The process of segmentation is accomplished on the sample test image to recognize the different element in the given image. Figure 3, thus generated, is further visualized through the application of grey wolf optimizer in the ResNet Model. The image quality assessment in the research article is carried out by the three assessment metrics mentioned below:(i)Mean square error (MSE): “the MSE represents the cumulative squared error between the compressed and the original image, whereas PSNR represents a measure of the peak error”(ii)Root mean square error (RMSE): “RMSE is a frequently used measure of the differences between values (sample or population values) and is predicted by a model or an estimator and the values observed”(iii)Peak signal-to-noise ratio (PSNR): “PSNR is an engineering term for the ratio between the maximum possible power of a signal and the power of corrupting noise that affects the fidelity of its representation”

To highlight the enhanced outcomes of the GWORN-EAL technique, a detailed experimental result analysis is made in terms of MSE, RMSE, and PSNR, as illustrated in Table 1.

Figure 4 reports the MSE examination of the GWORN-EAL technique on distinct set of test images.
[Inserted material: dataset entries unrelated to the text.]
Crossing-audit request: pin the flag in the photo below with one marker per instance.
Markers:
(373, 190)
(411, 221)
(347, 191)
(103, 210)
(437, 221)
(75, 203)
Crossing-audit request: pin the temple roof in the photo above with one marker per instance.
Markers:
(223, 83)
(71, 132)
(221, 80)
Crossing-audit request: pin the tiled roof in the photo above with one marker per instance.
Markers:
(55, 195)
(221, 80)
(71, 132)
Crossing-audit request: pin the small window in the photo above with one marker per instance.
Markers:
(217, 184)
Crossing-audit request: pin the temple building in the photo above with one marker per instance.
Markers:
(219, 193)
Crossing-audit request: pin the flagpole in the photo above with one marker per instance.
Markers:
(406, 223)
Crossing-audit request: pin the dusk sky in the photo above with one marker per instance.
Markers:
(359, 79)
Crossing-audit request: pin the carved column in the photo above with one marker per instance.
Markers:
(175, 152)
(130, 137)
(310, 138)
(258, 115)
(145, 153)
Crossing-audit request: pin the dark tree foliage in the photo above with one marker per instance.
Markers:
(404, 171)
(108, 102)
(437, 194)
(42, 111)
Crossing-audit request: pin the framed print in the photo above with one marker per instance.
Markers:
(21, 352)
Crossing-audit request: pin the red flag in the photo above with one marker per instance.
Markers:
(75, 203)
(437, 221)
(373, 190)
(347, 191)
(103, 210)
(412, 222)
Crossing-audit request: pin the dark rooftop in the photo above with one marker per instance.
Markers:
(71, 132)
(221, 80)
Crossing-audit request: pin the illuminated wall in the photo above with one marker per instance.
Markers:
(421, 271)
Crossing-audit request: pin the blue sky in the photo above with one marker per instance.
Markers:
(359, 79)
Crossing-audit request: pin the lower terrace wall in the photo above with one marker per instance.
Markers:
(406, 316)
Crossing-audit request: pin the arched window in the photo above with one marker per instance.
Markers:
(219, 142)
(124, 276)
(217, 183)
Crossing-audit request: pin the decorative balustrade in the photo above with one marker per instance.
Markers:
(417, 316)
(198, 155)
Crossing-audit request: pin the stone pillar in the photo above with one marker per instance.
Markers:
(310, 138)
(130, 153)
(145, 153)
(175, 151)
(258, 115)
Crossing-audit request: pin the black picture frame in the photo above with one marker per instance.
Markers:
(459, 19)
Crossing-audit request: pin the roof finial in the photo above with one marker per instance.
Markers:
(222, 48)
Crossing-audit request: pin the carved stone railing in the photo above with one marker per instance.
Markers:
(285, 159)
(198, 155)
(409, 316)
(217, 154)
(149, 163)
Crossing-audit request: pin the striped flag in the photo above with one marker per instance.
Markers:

The results show that the GWORN-EAL technique has resulted in effective values of MSE. For instance, in image 1, the GWORN-EAL technique has obtained lower MSE of 10.8600. In addition, in image 3, the GWORN-EAL system has gained minimum MSE of 8.0600. Similarly, on image 4, the GWORN-EAL approach has attained lesser MSE of 10.4000. Likewise, on image 5, the GWORN-EAL technique has obtained reduced MSE of 11.5500.
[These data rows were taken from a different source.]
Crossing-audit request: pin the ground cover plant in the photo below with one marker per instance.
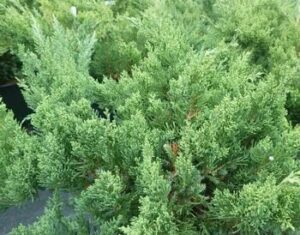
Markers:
(200, 131)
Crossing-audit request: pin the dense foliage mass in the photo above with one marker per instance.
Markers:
(200, 133)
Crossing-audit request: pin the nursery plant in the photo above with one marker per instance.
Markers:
(200, 133)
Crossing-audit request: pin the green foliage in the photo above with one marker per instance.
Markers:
(201, 94)
(17, 162)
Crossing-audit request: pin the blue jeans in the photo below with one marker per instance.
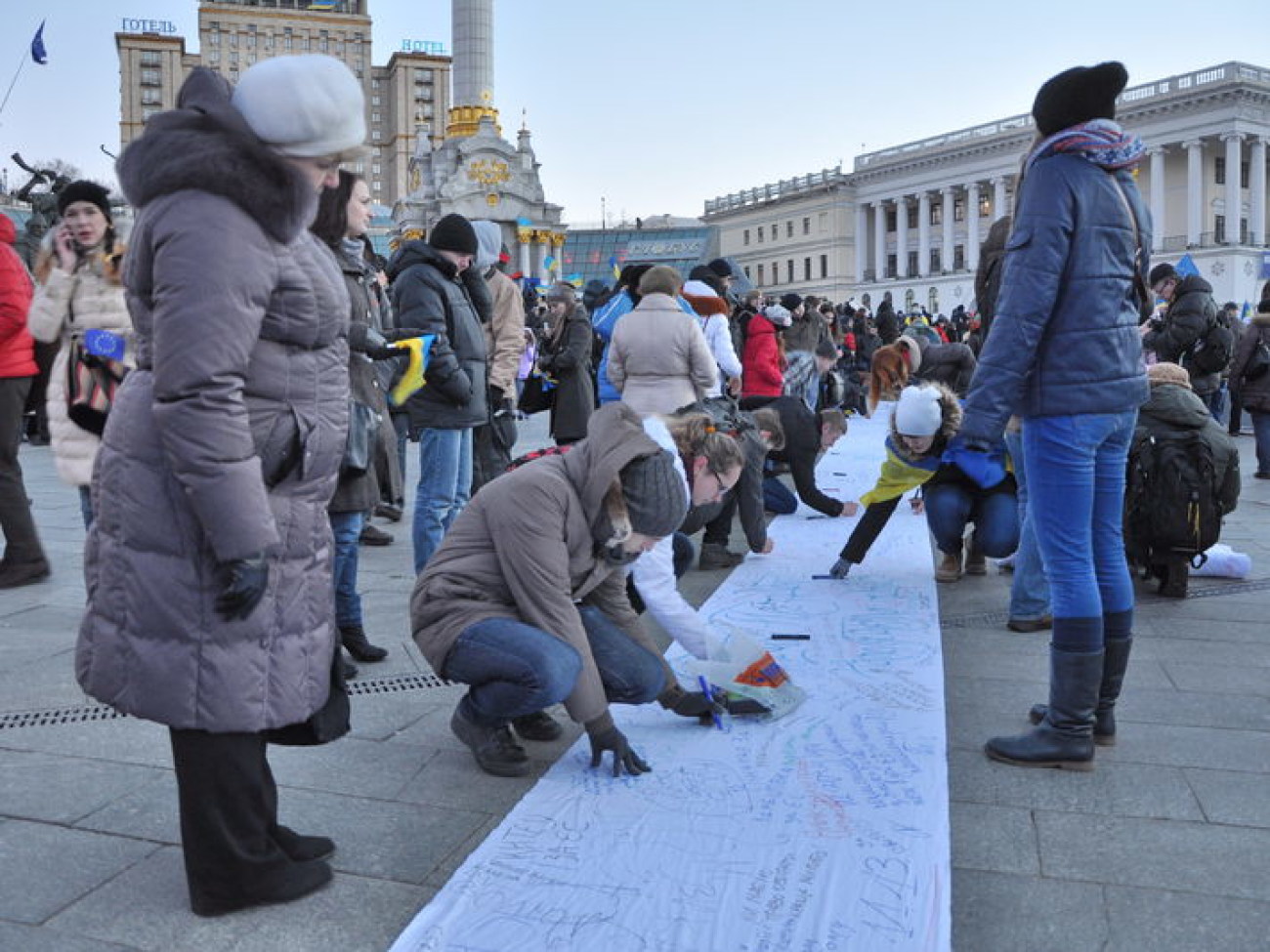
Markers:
(1261, 428)
(348, 604)
(1076, 489)
(444, 486)
(778, 496)
(1029, 588)
(952, 506)
(516, 669)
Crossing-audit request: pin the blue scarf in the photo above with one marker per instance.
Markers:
(1101, 141)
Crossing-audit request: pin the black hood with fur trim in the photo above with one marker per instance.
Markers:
(206, 145)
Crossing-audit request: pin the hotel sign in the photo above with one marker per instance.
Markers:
(130, 24)
(433, 47)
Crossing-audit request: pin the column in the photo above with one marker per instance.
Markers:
(923, 233)
(1194, 190)
(1157, 198)
(1257, 191)
(972, 225)
(879, 240)
(862, 240)
(1233, 179)
(947, 219)
(902, 236)
(998, 197)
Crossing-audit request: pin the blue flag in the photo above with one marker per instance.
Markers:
(37, 46)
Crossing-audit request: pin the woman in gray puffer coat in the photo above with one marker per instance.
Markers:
(208, 565)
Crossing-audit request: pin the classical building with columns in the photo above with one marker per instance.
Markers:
(910, 219)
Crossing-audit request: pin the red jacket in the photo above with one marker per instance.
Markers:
(17, 348)
(762, 373)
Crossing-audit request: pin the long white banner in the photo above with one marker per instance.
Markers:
(826, 830)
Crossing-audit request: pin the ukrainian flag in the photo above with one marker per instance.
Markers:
(413, 380)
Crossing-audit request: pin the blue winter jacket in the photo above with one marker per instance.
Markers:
(1066, 337)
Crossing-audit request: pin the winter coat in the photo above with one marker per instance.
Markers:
(357, 493)
(17, 348)
(762, 362)
(1066, 337)
(1186, 322)
(225, 440)
(430, 295)
(1172, 407)
(567, 356)
(711, 313)
(529, 547)
(1256, 393)
(659, 358)
(64, 308)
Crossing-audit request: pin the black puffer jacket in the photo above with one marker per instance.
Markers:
(430, 295)
(1188, 318)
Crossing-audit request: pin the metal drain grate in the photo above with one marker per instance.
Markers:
(55, 716)
(1232, 588)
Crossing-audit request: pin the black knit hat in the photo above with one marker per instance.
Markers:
(1078, 96)
(453, 233)
(84, 190)
(655, 494)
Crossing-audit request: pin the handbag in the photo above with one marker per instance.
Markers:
(328, 723)
(1258, 362)
(363, 427)
(92, 382)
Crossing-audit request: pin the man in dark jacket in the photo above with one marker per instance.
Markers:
(807, 435)
(1189, 317)
(431, 296)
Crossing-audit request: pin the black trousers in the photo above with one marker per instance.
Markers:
(229, 815)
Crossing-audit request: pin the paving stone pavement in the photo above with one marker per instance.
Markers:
(1164, 847)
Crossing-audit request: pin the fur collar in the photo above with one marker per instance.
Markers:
(204, 145)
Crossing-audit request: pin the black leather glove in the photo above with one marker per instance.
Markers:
(613, 739)
(242, 587)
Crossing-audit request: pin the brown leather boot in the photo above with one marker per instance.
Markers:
(949, 567)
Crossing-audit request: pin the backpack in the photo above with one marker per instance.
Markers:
(1211, 353)
(1169, 502)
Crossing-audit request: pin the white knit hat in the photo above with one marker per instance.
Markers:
(918, 411)
(304, 105)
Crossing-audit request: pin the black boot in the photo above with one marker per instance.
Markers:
(356, 642)
(537, 726)
(1065, 737)
(494, 748)
(1114, 664)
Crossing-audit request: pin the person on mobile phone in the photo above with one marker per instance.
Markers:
(77, 288)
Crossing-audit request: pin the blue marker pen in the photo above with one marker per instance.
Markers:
(705, 689)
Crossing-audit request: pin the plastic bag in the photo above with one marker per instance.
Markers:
(1223, 561)
(744, 668)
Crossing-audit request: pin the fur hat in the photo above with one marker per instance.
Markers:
(918, 411)
(453, 232)
(84, 190)
(1078, 96)
(778, 315)
(1164, 372)
(722, 268)
(1160, 273)
(304, 105)
(655, 494)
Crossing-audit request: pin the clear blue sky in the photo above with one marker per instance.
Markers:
(658, 105)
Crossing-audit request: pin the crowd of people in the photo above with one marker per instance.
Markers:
(270, 373)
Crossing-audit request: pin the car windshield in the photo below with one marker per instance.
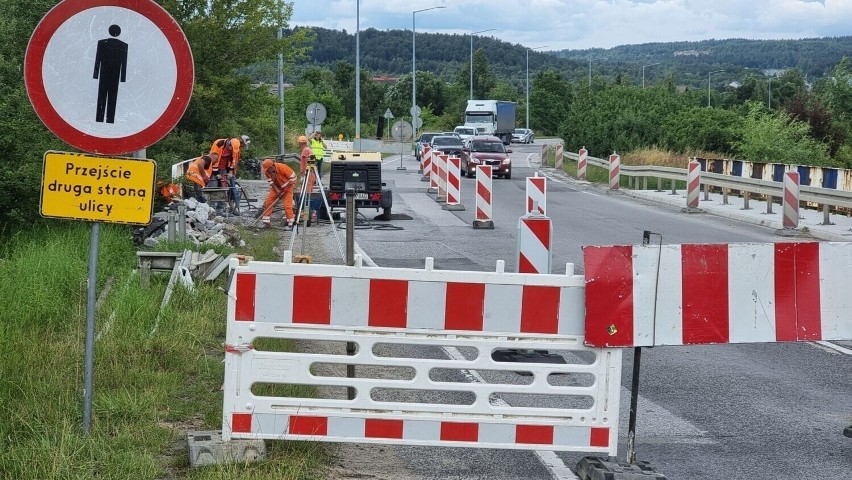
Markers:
(438, 141)
(487, 147)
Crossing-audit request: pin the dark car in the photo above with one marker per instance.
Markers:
(448, 144)
(424, 139)
(486, 150)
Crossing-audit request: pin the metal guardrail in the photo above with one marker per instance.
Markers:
(807, 193)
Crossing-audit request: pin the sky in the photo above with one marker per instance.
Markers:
(582, 24)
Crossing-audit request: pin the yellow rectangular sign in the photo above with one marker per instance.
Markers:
(87, 187)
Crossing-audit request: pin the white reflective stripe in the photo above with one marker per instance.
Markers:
(273, 298)
(747, 294)
(502, 309)
(427, 304)
(349, 301)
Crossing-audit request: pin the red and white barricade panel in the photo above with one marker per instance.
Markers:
(717, 293)
(439, 329)
(537, 192)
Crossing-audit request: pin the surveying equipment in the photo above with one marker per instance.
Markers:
(304, 200)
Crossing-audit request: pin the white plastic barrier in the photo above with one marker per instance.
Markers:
(440, 328)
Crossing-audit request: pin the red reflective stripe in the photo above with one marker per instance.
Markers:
(378, 428)
(785, 292)
(241, 422)
(705, 294)
(534, 434)
(540, 309)
(244, 308)
(797, 292)
(599, 437)
(459, 432)
(609, 295)
(388, 303)
(308, 425)
(465, 302)
(311, 300)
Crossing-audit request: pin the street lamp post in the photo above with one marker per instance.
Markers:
(643, 72)
(708, 84)
(471, 58)
(527, 108)
(414, 64)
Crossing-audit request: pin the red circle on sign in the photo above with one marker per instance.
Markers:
(33, 64)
Figure 5 depicts the RMSE examination of the GWORN-EAL method on distinct set of test images. The results outperformed that the GWORN-EAL technique has resulted in effective values of RMSE. For instance, on image 1, the GWORN-EAL approach has gained decreased RMSE of 3.2955. Also, in image 3, the GWORN-EAL technique has obtained reduced RMSE of 2.8390. Likewise, in image 4, the GWORN-EAL system has reached minimal RMSE of 3.2249. Followed by, on image 5, the GWORN-EAL technique has obtained lower RMSE of 3.3985.

Finally, a brief PSNR inspection of the GWORN-EAL technique is performed using different test images, as illustrated in Figure 6. The proposed GWORN-EAL technique has resulted in increased values of PSNR under all images. For instance, with image 1, the GWORN-EAL technique has gained higher PSNR of 27.4142 dB. Also, with image 3, the GWORN-EAL approach has attained maximum PSNR of 30.0041 dB. Followed by, with image 5, the GWORN-EAL algorithm has reached superior PSNR of 26.8792 dB. From the abovementioned tables and figures, it is apparent that the GWORN-EAL technique has the ability to effectually convert the images into art images.

4. Conclusions

It is possible to create a simulated world using virtual reality technology (VR). It is an immersive experience that transports users to a different location. Educators and academics alike have taken notice of its transformation into a powerful interactive and visualization tool in recent years. As a teaching-learning technique, art-based learning relies on learning both “through” the arts and “with” the arts; it can also be a procedure in which the medium of teaching-learning is developed through the arts. Using the residual network for virtual reality in environmental art learning (GWORN-EAL) technique, we have developed a grey wolf optimization. It seeks to provide metacognitive tasks to promote the learning of environmental art for young children or adults. It is a great resource. Over a base image, the GWORN-EAL approach attempts to elicit specific elements of the target painting. The Fauve painter’s vibrant color palette was used to map the target image to the recognized image of the Fauve painter. The GWO algorithm is used to optimise the ResNet model's hyperparameters. The results of the experiments showed that the GWORN-EAL method was effective in a number of ways. The GWORN-EAL method outperformed current models in a small-scale experiment. [26].

Data Availability

The data used to support the findings of this study are available from the corresponding author upon request.

Conflicts of Interest

The authors declare that they have no conflicts of interest.